Él entró, y con él, el soplo violento que los despertó del letargo. Instalado en la mesa, el naipe certero fue a parar a sus manos. En la primera vuelta lo dejó pasar, una y otra vez, lo dejó pasar. Hasta que la sustancia de esos hombres afloró plena y dispuesta a la partida.

Nadie sabe decir qué fue lo que propuso, qué ponía en juego. Pero al fin ganó la vuelta. Y se quedó adentro, en el espacio límbico, con la certeza de una noche más ganada a la suerte.

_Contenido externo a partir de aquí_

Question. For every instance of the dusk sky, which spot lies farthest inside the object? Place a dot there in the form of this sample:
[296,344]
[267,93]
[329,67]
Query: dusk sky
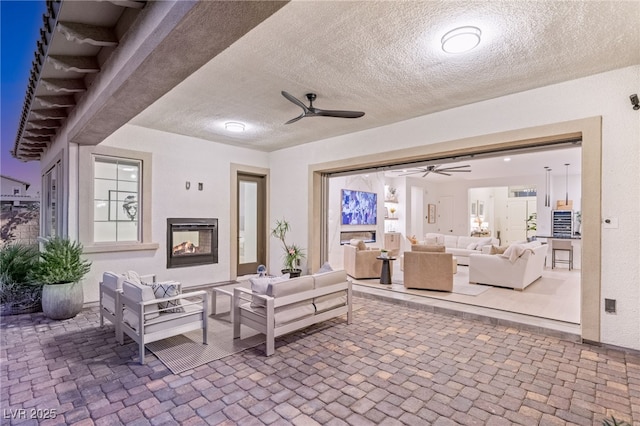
[21,21]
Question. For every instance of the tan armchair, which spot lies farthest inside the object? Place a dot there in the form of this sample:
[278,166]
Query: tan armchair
[428,268]
[360,261]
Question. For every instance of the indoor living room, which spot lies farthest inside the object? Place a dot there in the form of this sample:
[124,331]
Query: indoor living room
[417,203]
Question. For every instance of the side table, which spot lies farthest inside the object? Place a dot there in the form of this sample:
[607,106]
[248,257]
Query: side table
[385,274]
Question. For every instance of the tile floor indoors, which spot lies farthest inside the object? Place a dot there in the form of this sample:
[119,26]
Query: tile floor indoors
[393,365]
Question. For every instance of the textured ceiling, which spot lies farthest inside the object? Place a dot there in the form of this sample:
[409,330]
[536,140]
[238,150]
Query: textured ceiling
[385,58]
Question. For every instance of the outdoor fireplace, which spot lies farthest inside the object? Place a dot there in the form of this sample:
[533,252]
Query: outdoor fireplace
[191,242]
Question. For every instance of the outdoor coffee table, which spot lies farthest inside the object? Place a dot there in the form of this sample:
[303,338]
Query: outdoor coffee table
[385,274]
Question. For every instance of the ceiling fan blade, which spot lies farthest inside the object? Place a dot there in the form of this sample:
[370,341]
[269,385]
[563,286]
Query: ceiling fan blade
[337,113]
[453,169]
[296,101]
[293,120]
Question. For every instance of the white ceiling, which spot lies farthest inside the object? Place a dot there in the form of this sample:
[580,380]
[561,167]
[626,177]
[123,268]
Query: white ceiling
[385,58]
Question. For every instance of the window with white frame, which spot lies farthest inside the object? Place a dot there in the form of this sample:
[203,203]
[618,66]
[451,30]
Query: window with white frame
[114,199]
[116,196]
[52,200]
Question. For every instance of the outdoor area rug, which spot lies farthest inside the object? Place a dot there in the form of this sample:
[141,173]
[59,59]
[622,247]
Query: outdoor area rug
[186,351]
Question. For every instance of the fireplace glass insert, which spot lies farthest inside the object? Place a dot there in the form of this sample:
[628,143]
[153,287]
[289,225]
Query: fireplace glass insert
[191,242]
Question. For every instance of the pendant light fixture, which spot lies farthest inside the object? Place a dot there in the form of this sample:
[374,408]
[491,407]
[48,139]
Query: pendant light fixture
[566,185]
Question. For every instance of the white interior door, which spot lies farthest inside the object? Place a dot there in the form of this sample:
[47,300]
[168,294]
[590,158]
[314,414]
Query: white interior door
[516,222]
[417,212]
[445,214]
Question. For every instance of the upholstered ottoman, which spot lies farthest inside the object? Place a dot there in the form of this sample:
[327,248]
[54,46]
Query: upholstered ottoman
[455,264]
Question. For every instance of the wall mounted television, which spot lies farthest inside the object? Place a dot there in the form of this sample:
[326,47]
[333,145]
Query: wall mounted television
[359,207]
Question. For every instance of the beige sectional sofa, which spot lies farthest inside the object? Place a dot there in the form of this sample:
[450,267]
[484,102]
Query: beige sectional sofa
[519,266]
[459,246]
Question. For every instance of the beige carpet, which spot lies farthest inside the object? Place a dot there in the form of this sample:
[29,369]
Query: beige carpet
[185,352]
[556,295]
[398,285]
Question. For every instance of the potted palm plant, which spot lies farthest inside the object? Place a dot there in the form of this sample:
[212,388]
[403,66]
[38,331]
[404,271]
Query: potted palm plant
[60,271]
[292,252]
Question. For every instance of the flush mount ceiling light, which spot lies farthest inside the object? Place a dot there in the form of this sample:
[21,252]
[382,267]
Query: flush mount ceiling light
[234,126]
[461,39]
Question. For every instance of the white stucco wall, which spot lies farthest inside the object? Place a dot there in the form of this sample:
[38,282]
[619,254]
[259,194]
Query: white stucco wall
[605,95]
[177,159]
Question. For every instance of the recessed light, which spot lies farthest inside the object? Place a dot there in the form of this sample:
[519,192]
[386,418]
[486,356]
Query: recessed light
[461,39]
[234,126]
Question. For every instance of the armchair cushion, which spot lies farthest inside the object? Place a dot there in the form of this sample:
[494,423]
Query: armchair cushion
[168,289]
[429,271]
[139,293]
[112,282]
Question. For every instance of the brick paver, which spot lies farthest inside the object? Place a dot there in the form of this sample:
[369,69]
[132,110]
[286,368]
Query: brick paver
[393,365]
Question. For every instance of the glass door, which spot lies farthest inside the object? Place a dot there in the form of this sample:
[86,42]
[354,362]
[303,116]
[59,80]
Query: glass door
[251,223]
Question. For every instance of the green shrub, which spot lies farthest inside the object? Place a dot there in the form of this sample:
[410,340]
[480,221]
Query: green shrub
[16,262]
[60,262]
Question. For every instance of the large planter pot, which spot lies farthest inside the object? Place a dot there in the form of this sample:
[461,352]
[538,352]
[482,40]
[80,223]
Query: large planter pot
[62,301]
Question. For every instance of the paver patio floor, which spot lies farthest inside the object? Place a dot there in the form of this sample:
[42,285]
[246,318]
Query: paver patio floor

Afuera, ella se conformaba con el trueque. El perdedor la miró, y se dejó cubrir por el negro manto.

Beatriz Fernández Vila

*Publicado en el libro “Despiertos en la lluvia” (Avatares IX año IX), compilación Marta Rosa Mutti (Editorial Dunken, Noviembre 2011).

PRÓLOGO

INCLUIDO EN EL LIBRO “DESPIERTOS EN LA LLUVIA” 
(Dunken, 2011)

Comencé en este oficio, hace mucho tiempo. Mi primera herramienta fue la poesía, anduve con ella, o ella conmigo no sé bien. Creo que esta última opción es la real: ella conmigo, que me tuvo paciencia y me siguió acompañando hasta que mis palabras no la hicieron pasar tanta vergüenza. Hace también mucho tiempo subió conmigo a un escenario, para ser parte de los espectáculos de música y poesía de los grupos que integré; “Juancito Caminador” y “Grupo del Conventillo”. Y aunque esas presentaciones me dieron mucha satisfacción, siempre tuve latente la necesidad de contar, de poner en el relato un montón de ideas que se agolpaban desordenadas y pujantes. Creo haber encontrado el comienzo de ese camino que abrazo deslumbrada.